The results of my preliminary procedure are as follows below.

[IMAGE]

It was from these results that I decided my smallest & greatest
distances of the light source from the pond weed. Yet it was odd how
the results were so similar, considering the distances were of 50cm
apart. This contradicted my prediction, and it was from this I
realized that there was a factor I had not discovered that was
creating this odd pattern of results. I decided that I would have to
set further limits to my investigation, not to gain such "odd" results
again. These other "rules" I set to be carried out during my actual
experiment, after the problems I encountered during the preliminary
procedure. They are as follows overleaf.

1: Pond weed shall be left to adjust to new light intensity in between
distances for 2 minutes. The reason for this is to gain a more
reliable result of the outcome variable. (This factor was the main
reason for the preliminary results being so similar)

2: The experiment should always take place in the same area of the lab
as previous, the reason for this being that some areas of the lab are
better lit than others.

3: Water in which pond weed is surrounded by should be approx 25
degrees centigrade at all times. Although this is slightly high for
the temperature in which a plant generally photosynthesises best, (20
degrees centigrade) it was the first temperature at which the
experiment worked successfully, and so we decided that it should be
kept constantly at this in order to conduct a fair test.

4: We will measure the outcome variable by counting the number of
oxygen bubbles the plant gives off.

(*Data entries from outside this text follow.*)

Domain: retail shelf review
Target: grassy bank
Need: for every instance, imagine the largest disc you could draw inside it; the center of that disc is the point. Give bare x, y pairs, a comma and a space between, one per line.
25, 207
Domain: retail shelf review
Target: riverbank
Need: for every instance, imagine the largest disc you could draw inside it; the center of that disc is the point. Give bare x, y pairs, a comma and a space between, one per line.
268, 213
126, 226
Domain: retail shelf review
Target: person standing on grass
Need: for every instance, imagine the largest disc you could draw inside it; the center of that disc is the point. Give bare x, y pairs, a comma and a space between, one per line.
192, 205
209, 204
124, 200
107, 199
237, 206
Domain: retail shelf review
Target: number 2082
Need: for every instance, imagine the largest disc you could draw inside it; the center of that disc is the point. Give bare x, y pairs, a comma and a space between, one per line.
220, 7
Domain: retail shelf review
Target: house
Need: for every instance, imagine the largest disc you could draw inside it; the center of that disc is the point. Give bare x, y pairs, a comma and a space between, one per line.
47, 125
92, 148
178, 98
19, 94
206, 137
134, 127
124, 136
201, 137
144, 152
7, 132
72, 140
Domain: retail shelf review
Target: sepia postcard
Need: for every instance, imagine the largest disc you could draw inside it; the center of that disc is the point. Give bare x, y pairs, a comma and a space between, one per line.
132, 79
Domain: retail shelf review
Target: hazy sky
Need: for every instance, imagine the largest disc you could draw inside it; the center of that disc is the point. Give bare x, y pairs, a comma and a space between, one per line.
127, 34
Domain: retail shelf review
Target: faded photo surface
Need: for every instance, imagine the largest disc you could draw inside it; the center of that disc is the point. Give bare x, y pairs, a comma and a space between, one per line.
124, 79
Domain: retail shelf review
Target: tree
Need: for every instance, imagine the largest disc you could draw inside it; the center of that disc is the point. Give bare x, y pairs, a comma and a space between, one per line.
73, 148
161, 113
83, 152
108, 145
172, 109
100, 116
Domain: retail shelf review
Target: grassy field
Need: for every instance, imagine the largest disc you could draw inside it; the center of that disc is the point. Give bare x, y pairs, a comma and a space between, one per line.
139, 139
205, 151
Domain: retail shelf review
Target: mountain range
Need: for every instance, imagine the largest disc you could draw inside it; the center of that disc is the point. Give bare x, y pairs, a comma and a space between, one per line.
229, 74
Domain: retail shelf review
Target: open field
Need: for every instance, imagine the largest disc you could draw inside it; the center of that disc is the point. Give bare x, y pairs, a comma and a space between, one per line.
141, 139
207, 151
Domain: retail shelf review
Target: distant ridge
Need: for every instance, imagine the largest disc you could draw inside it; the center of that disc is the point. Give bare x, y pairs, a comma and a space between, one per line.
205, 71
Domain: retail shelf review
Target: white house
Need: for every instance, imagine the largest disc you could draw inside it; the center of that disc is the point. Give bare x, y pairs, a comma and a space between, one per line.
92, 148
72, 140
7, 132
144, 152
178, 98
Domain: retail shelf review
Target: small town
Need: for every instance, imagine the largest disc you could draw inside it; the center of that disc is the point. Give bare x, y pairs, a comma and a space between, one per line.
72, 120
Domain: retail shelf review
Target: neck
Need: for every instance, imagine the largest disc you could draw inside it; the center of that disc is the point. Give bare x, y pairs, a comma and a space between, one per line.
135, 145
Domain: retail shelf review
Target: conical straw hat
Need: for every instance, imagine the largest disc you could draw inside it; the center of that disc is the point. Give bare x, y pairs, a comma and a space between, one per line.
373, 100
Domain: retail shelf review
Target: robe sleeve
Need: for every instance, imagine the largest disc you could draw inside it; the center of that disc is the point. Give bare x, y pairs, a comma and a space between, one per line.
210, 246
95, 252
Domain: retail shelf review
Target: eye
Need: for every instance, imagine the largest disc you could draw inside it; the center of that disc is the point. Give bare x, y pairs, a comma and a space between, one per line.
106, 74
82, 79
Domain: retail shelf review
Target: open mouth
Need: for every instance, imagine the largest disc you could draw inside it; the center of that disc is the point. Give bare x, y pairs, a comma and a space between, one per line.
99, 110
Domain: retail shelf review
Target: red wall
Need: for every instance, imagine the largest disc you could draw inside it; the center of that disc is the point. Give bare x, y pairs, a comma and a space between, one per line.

The reason for this being that the
oxygen bubbles given off in the preliminary experiment were very small
and not given off frequently enough in order to measure volume. Though
we realize that this process would be more accurate in measuring the
amount of oxygen given off by the pond weed.

5: The time in which I will measure the number of oxygen bubbles given
off by the pond weed will be 3 minutes and not 5. The reason for this
is that it would take a total of 10 minutes to gain the results of
just one measurement if the time limit set for measuring the outcome
variable was 5 minutes. This was a suitable amount of time for the
preliminary procedure though, as we were not taking repeat
measurements.

These new "rules" for the experiment, along with the original factors
I decided to keep constant (the variables I will not change) will make
my results more accurate and reliable.

Safety precautions

· Paper towels must be kept at aid at all times throughout the
experiment, as we are working with water & if it is spilled and not
cleared it is a slipping hazard to others who are unaware of the
spillage.

· Make sure hands are completely dry when placing plug of lamp into
the electrical socket, as an electric shock, however minor may occur.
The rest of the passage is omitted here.